Incuera
Inspiration
Every developer has stared at analytics dashboards wondering why users drop off at checkout or how they navigate a confusing UI. Traditional analytics tell you what happened—bounce rates, conversion funnels, click counts—but never why. We wanted to build something that lets you watch exactly what users experience, then have AI explain the patterns humans might miss.
The idea crystallized when debugging a production bug: logs showed errors, but understanding the user's journey required piecing together timestamps across multiple systems. What if we could just watch the session? And what if AI could watch thousands of sessions and surface the insights automatically?
What it does
Incuera captures user sessions as replayable videos with AI-powered analysis:
- Record - A lightweight SDK ($<5\text{KB}$ gzipped) captures DOM mutations, mouse movements, scrolls, and interactions using rrweb
- Replay - Sessions are rendered into MP4 videos using headless browser technology
- Analyze - Molmo 2 vision model watches the videos and extracts:
- Session summaries in natural language
- Interaction heatmaps (where users clicked, hovered, scrolled)
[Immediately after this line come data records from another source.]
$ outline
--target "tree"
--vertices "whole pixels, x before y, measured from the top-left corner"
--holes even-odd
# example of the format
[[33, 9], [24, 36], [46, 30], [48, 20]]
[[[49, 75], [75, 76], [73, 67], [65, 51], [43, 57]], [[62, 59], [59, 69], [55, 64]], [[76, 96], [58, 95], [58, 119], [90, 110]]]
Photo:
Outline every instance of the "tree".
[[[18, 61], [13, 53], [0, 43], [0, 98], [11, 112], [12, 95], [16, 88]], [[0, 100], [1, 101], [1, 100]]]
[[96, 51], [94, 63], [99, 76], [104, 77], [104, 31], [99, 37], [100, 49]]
- Conversion funnel tracking
- Error and frustration detection
- Action counts and behavioral patterns
The dashboard lets teams watch any session, filter by user or timeframe, and get AI insights without manual review.
How we built it
The system has four main components:
SDK (@incuera/sdk) - TypeScript library using rrweb to record browser events. Events are batched and sent every 10 seconds or 100 events. Sessions under 30 seconds are discarded to filter noise. A heartbeat mechanism keeps long sessions alive.
Backend (FastAPI + Python) - Handles event ingestion, session management, and orchestrates video generation. Uses SQLAlchemy with PostgreSQL (Supabase) for persistence and ARQ with Redis for background job processing.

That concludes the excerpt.